The sloes came bundled up in February, heeled in and left as we carved our way down the old orchard hedge turning over the soil and creating new beds.
It is now March, today is the Spring Equinox and we are all on the wonderful slide towards summer but the weather has been wet for nearly a month. The nights have frozen the ground and even in the glasshouse the heating is struggling to keep the temperature above zero. We hope for a good summer. Today our polytunnel came, a day early, and we hope it is an omen for a good summer but all we ask is for a few days of dry weather, warm and good light. We're not going to run out and get the tunnel up. We're going to get out and finish off the hedge. The other day, just before the first and hopefully last snow hit (you can see the first flakes sticking in the photo below), we got out and started taking over turf for the new beds and carving our way into the rubble that underpins the orchard hedge. We want to plug up these gaps with sloe but the turf is sodden, the sub soil frozen and every thirty minutes you have to take a rest as the upper arms ache and breath comes in short bursts. It's not a question of being unhealthy, it is more an answer that the air is cold, cold enough to drill down into the bones and make you ache at each step.

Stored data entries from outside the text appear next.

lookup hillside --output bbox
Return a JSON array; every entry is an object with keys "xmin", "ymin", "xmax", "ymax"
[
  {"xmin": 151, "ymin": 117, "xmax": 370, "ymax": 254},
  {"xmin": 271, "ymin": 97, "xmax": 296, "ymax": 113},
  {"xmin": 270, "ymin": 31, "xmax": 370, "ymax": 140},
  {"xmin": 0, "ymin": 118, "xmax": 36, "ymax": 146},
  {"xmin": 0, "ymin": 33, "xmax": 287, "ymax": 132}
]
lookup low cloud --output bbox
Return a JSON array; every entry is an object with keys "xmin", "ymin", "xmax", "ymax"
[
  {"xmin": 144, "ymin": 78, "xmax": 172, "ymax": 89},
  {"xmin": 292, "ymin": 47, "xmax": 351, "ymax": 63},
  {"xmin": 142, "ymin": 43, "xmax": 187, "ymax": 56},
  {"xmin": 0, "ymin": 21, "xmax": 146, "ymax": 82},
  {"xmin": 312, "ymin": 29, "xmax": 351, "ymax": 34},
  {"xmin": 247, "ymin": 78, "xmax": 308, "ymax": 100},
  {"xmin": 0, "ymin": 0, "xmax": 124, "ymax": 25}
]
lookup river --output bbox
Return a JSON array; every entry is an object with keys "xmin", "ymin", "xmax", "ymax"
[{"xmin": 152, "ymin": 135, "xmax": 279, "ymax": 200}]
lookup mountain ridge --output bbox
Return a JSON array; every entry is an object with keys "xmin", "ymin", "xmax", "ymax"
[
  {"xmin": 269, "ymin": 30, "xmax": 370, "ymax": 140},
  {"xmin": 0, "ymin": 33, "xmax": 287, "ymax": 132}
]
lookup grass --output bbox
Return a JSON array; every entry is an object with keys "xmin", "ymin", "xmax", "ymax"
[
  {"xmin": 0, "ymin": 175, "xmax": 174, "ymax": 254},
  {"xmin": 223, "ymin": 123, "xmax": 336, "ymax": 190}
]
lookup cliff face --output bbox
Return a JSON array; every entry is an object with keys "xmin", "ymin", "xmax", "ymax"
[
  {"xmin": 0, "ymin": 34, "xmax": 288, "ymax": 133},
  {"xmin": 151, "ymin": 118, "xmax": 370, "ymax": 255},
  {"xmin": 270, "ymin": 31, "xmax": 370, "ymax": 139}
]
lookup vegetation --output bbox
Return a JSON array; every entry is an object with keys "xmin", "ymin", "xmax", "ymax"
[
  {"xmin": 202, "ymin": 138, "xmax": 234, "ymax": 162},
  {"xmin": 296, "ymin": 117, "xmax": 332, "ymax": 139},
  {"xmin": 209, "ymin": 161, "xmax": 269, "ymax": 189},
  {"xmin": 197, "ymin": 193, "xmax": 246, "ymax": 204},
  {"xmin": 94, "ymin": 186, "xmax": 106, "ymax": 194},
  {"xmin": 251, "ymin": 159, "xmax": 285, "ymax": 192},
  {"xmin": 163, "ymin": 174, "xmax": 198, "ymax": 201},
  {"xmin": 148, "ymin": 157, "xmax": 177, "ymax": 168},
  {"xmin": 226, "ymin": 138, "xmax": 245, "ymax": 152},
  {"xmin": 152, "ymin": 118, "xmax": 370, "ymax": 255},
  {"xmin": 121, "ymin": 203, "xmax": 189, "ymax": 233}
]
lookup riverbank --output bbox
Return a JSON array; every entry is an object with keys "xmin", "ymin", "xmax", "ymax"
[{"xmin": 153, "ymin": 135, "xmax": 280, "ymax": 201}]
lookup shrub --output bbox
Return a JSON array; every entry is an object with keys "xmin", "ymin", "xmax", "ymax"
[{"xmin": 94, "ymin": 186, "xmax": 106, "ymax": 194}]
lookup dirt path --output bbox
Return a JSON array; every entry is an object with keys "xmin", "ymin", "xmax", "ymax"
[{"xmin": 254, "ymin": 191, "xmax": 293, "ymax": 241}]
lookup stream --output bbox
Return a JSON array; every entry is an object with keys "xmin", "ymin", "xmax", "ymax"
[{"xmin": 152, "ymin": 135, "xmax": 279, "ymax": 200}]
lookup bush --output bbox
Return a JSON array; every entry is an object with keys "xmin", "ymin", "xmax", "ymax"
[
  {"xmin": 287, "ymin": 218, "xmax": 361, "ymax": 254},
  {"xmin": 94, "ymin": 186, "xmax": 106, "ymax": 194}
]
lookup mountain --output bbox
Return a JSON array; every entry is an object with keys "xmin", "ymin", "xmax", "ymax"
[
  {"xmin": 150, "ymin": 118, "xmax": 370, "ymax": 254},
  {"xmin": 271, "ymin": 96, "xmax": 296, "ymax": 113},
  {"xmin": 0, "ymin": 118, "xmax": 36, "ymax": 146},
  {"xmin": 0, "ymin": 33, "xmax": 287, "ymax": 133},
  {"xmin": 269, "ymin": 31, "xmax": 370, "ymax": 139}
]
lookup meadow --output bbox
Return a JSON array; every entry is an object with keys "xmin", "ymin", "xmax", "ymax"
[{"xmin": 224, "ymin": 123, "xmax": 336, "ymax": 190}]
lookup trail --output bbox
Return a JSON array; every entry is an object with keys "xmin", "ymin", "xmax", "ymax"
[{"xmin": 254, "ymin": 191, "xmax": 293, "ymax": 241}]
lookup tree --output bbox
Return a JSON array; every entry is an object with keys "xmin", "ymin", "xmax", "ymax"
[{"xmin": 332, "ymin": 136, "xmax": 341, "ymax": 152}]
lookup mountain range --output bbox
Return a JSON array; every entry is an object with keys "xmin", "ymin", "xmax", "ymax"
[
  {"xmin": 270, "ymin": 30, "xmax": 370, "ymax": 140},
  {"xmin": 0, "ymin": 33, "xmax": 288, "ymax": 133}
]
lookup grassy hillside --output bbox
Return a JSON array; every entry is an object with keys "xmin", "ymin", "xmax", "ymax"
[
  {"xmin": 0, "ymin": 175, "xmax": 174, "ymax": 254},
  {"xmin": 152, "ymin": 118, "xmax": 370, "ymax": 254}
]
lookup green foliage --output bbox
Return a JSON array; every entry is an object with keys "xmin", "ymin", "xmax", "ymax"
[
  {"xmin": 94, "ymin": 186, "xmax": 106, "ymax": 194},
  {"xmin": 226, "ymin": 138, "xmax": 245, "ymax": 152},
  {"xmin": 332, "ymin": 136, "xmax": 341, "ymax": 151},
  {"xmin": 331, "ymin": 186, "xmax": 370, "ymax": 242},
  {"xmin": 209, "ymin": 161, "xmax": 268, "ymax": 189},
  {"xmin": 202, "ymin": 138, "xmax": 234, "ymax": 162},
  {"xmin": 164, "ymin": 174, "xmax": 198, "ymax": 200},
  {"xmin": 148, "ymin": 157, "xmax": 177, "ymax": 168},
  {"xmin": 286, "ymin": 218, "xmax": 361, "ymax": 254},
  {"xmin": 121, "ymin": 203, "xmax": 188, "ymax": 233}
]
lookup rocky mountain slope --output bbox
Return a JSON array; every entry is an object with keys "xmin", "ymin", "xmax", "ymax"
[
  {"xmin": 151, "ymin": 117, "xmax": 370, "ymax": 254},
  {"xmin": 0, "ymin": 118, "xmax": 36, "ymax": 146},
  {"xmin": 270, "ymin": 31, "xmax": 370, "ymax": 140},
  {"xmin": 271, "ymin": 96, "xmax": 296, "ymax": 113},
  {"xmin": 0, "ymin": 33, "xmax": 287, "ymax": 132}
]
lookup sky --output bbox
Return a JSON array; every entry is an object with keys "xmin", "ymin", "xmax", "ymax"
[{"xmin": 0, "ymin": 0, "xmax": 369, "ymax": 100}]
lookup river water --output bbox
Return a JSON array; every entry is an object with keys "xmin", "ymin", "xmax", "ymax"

These beds have to be made, not just for the bee bank that will run through them but for sanity. We cannot have another 2012, we cannot have another wet, cold summer. It would finish us all off, it wouldn't be tiresome, it wouldn't be annoying, it would simply be a sign that British summers could be changing permanently. We don't want to put all our garden undercover, even when turning over turf we are open to the landscape and there is nothing like taking a break with views that spread across the top of the world. At least there is one thing, that awful half dead conifer at the northern boundary is gone now and the ash behind can stretch out. We may even plant another ash further along for a windbreak. We hope the sloe hedging will work wonders, not just as a windbreak but as a sign of spring and warmth.